How can we "know" that system interacted with another system or environment in quantum mechanics/decoherence? I might be raising measurement problem in quantum physics in different words, but I will ask the question.
Quantum decoherence has been proposed by proponents as a theory that eliminates all weird issues involving quantum mechanics, such as Schrodinger's cats and measurement problem.
So in quantum decoherence theory, system (example: a particle) becomes "measurable" when system interacts with another system or environment with certain conditions and consequences.
But this seems to raise issues of how systems can ever be interacting "objectively". After all, every system described by wavefunctions that only give probability for possible measurements in general (of course there are cases that when met with proper basis and knowledge of wavefunction, definitive measurement can be guaranteed).
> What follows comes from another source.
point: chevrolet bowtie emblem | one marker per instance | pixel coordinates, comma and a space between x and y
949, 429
This for me seems to suggest even before quantum decoherence, two systems that will interact have been connected by some wavefunction that describes the chance of quantum decoherence. Or we need some kinds of observers to either bring effects of quantum decoherence.
If the question seems a bit confusing, the context in which the question is being asked is how quantum decoherence theory affects quantum mechanics's measurement problem.  
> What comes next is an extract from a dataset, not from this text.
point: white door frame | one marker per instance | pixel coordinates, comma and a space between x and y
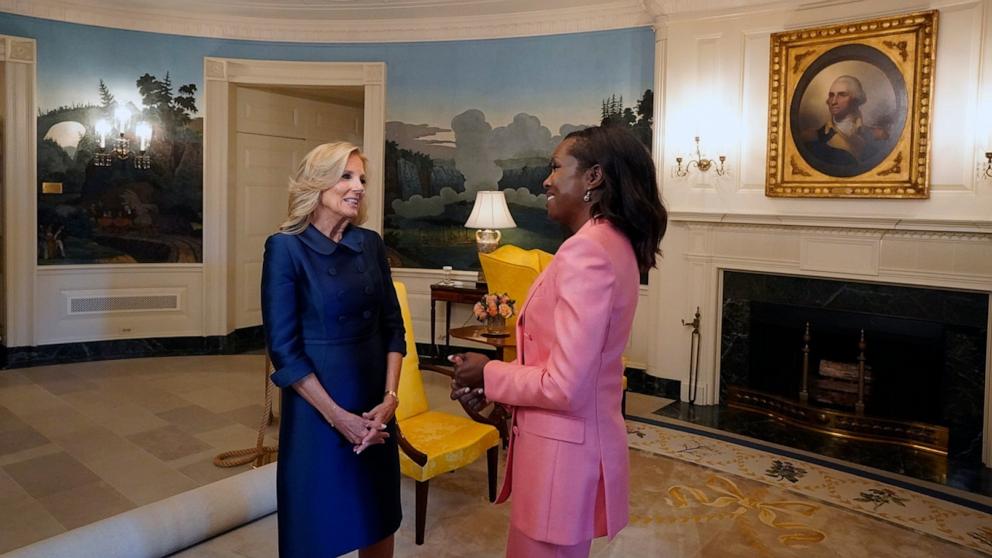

 A: First of all, it is indeed correct to model decoherence as a system interacting with what is called the "environment". Basically you have a joint CLOSED (unitary) evolution of system+environment, after which you discard the environment (technically called a partial trace), and you are left with the state of the system. Your "observer" can be taken as part of the environment with which the system interacts.
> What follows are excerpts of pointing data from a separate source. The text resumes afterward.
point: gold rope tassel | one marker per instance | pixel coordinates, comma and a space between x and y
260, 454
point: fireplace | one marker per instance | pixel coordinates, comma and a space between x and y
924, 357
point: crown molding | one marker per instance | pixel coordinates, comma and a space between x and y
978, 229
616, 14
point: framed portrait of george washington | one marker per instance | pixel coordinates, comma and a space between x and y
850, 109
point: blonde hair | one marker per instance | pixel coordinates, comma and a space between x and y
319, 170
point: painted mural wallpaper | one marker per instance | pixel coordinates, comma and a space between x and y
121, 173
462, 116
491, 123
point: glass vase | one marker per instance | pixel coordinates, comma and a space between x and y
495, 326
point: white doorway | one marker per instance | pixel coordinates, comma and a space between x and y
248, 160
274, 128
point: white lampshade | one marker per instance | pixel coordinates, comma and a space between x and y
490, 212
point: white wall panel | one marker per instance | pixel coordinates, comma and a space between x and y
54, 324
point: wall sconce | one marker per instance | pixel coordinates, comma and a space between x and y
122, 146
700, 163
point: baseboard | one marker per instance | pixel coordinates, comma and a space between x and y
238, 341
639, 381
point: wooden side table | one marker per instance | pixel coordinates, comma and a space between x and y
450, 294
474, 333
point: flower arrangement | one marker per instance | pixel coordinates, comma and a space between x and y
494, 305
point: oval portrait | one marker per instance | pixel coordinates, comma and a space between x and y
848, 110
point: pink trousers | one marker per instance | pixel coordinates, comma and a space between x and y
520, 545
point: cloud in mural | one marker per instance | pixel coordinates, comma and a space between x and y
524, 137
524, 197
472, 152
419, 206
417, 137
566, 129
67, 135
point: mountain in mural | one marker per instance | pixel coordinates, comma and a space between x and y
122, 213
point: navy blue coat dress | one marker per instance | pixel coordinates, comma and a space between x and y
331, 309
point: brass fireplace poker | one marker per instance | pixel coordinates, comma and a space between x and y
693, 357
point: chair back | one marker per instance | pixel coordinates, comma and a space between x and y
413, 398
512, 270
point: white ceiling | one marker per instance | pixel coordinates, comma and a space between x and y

Now, to experimentally detect decoherence, all you have to do is to perform the experiment repeatedly, measure the in various bases, and collect the statistics. At the end of the day you can perform what is called "state tomography", that is, reconstruct the state of the system from your measurement statistics, and there you will see that the off-diagonal elements of the density matrix tend to be small (which is an indication of decoherence). 
In principle, you DON'T want decoherence for micro tasks such as quantum computing. Decoherence is what makes our macroscopic world be as it is, that is, behave classically.
A: A simple answer is that if you have a pure state and it interacts with a system then it entangles with that system. If you measure your quantum system it will not be in a pure state anymore it will be in a mixed state. That is how you will know.